Jelasnya, hukum sudah laksana pisau semakin ke bawah; atau seperti sarang laba-laba yang dibuat dengan ludah. Apabila nyamuk, kutu busuk, kecoa, lalat atau serangga-serangga kecil lainnya yang masuk, cepat lengketnya. Coba kalau kelelawar, kadal busuk dan burung hantu yang numpang lewat. Jangankan lengket, sarangnya pula yang hancur dan diobok-obok. Hancur, lalu dengan tanpa bersalah kepada serangga-serangga kecil tadi, sang laba-laba malah membuat sarang yang baru dengan begitu mudahnya. Maklum, membuatnya dari ludah. Firman Allah: "Perumpamaan orang-oarng yang mengambil pelindung selain dari Allah adalah seperti laba-laba yang membuat rumah. Dan sesunggunya serapuh-rapuh rumah adalah laba-laba kalau mereka mengetahui QS. 29 (al-Ankabut): 41)".

Selain politisi, Ahli agama, dan hukumnya, rakyat negeri itu pun saat itu busuk juga. Sehingga, saban hari ada yang kemalingan, ditipu, ditodong, dirampok, dicabuli atau didukuni. Sehingga, keamanan tidak ada yang menjamin lagi. Hati kecil mereka sebenarnya sudah muak dengan segala kebusukan yang ada. Kalau ada kesempatan ingin rasanya mereka keluar dari sistem yang bobrok itu, negeri yang pailit tetapi pura-pura wibawa dan sok hebat itu. FirmanNya :

"Mengapa kamu tidak mau berperang di Jalan Allah dan (membela) orang-orang yang lemah baik laki-laki, wanita-wanita mapun anak-anak yang semuanya berdo'a: "Ya Tuhan kami, keluarkanlah kami dari negeri ini (Mekkah) yang zalim penduduknya (rakyatnya, warganya) dan berilah kami pelindung dari sisi Engkau, dan berilah kami penolong dari sisi Engkau" QS. 4 (an-Nisa): 75).
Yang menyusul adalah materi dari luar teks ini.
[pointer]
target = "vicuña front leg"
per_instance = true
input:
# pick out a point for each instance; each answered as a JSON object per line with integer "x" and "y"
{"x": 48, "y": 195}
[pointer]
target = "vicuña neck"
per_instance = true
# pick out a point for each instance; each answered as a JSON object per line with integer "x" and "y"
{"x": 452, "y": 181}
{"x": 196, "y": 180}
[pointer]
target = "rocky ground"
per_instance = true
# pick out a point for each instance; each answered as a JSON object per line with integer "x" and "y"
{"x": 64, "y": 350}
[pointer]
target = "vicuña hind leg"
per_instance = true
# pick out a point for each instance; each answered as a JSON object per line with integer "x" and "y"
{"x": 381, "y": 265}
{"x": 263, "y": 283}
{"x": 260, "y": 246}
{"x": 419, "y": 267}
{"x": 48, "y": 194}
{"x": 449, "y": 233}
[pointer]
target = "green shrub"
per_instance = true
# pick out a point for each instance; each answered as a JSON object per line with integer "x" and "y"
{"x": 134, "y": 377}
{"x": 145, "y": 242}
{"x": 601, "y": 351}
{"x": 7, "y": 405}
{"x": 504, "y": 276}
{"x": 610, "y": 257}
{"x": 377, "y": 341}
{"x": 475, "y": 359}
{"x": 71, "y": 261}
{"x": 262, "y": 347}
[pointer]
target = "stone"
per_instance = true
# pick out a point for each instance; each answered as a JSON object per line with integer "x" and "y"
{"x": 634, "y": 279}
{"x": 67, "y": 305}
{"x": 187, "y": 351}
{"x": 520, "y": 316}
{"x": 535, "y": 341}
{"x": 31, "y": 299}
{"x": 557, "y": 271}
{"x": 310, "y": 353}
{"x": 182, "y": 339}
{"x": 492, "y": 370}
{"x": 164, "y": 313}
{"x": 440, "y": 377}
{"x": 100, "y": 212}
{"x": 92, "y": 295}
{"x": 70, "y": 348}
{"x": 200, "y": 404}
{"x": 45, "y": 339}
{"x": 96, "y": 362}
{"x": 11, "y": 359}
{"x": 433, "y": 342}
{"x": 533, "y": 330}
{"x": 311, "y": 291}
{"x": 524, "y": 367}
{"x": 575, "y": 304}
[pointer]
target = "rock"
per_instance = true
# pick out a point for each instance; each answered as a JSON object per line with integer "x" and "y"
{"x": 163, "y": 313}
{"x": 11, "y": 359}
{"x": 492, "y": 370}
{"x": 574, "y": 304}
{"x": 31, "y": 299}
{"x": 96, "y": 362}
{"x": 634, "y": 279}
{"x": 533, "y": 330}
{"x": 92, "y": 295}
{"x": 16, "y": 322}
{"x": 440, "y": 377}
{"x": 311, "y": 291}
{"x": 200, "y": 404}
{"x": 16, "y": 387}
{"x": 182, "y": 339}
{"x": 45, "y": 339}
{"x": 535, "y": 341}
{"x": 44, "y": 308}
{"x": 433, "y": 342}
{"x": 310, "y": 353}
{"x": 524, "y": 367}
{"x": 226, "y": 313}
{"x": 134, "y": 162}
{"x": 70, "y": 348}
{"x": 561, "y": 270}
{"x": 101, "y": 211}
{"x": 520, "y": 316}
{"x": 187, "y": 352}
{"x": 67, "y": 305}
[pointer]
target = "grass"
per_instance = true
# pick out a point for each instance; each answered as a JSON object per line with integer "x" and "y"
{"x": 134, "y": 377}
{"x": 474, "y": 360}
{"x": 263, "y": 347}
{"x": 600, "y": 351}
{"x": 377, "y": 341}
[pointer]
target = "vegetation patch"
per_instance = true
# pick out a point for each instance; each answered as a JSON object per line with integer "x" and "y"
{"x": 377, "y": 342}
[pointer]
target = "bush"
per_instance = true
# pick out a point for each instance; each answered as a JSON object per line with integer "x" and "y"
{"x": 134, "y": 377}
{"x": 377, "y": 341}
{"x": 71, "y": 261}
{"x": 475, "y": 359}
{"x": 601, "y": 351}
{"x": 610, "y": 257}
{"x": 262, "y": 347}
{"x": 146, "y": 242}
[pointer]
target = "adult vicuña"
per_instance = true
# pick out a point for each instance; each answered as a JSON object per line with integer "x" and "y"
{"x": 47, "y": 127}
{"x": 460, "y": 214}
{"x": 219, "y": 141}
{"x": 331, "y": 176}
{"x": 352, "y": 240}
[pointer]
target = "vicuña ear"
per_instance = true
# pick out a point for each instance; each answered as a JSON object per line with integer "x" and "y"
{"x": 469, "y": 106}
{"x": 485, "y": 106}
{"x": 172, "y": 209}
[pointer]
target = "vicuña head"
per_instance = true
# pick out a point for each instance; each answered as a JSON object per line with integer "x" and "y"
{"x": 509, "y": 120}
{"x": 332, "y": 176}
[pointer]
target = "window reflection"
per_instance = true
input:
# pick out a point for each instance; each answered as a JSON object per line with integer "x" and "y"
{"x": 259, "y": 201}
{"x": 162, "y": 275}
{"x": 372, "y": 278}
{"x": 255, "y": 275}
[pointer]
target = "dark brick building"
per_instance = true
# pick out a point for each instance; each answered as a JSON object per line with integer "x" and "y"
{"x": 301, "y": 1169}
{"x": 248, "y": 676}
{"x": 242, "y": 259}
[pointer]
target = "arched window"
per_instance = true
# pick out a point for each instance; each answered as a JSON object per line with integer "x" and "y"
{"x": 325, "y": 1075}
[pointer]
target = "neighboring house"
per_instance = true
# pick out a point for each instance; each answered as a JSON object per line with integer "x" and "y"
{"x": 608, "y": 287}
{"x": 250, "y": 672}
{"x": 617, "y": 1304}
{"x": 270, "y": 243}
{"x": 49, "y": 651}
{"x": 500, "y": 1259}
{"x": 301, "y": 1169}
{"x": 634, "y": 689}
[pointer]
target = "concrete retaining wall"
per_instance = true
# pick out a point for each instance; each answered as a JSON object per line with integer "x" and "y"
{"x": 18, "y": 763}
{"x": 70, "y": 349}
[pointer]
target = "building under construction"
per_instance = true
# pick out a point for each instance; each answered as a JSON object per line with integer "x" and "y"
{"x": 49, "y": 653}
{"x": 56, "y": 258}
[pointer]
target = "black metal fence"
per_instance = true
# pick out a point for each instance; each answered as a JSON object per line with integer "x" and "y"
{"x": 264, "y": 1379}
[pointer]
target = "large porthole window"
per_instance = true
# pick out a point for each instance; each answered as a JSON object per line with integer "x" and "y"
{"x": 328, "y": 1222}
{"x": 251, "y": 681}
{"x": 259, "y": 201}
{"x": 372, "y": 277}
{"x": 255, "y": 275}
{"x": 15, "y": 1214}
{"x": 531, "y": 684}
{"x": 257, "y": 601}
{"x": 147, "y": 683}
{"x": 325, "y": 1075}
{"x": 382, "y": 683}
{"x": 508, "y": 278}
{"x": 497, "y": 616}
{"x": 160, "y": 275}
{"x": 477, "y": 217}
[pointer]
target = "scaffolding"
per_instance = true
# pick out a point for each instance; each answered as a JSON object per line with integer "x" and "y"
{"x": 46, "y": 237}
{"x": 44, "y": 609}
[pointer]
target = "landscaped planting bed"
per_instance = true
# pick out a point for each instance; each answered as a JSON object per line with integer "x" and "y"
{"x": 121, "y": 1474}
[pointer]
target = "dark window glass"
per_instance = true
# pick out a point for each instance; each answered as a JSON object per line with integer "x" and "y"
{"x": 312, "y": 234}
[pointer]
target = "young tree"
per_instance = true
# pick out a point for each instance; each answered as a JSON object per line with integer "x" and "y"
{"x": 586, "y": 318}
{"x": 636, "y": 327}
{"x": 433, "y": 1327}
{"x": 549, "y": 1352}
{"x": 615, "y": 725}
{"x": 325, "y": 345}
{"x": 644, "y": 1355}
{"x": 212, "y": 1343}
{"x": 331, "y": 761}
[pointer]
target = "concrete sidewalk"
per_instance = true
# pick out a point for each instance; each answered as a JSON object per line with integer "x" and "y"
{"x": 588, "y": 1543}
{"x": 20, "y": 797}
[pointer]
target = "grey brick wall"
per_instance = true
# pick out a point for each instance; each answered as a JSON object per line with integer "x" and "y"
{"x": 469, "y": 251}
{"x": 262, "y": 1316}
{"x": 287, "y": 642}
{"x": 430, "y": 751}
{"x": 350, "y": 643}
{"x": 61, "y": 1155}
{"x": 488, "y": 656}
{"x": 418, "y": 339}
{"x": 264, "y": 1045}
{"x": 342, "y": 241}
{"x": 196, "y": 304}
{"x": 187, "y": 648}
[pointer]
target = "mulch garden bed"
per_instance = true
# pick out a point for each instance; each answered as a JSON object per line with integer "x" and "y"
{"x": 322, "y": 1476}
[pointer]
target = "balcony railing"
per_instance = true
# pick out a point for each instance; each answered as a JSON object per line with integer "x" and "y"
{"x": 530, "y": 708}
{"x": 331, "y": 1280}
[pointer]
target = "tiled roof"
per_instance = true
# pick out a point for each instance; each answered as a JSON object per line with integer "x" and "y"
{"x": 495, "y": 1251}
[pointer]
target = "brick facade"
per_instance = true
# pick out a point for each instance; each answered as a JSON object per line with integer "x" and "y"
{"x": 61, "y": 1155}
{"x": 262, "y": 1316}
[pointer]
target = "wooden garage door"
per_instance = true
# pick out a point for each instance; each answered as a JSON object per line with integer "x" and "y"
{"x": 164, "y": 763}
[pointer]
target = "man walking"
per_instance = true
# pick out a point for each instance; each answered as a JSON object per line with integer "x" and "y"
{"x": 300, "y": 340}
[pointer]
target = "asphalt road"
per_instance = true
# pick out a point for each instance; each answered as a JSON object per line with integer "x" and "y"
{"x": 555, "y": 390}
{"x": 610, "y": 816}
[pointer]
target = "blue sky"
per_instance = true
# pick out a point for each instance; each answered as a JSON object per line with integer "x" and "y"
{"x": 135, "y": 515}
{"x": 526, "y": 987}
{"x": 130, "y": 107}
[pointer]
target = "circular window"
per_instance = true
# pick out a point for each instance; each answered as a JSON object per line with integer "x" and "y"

Di sisi lain, penduduk asli Yasrib yang belakangan diberi nama Madinah, adalah masyarakat yang mayoritas bekerja petani, karena luasnya lahan agraria di daerah Yasrib. Mereka adalah orang-orang yang telah lama merindukan kedatangan saudara-saudara mereka seiman dan seqidah, penduduk Mekkan yang berimigrasi besar-besaran tadi. Mereka adalah para pengikut Islam yang meyakini Islam tanpa pernah bertemu dengan Nabi SAW sendiri, melainkan hanya mengenal Islam beberapa tokoh di antara Banu Auz dan Khadraj, Mus'ab Bin Umair dan Mus'ab Bin Jabal.

Mereka adalah orang-orang yang masuk Islam karena melihat bukti kebenaran Islam itu, bukan hanya sekedar janji kosong dari seorang pembual dengan memakai ayat-ayat kitab suci. Karena perlu diketahui, dahulunya Bani Khadraj dau 'Auz adalah dua Suku besar di Yasrib (Madinah) yang saling bermusuhan hebat, seolah sudah musuh bebuyutan. Namun setelah kedatang ajaran Islam, permusuhan mereka hilang tak berbekas, seolah tuntas tas tas. Itulah sebabnya, ketika para Muhajirin dari Mekkah datang ke Yasrib penduduk Yasrib benar-benar siap membela dan menolong mereka, sehingga mereka terkenal sebagai kaum Anshor (para penolong).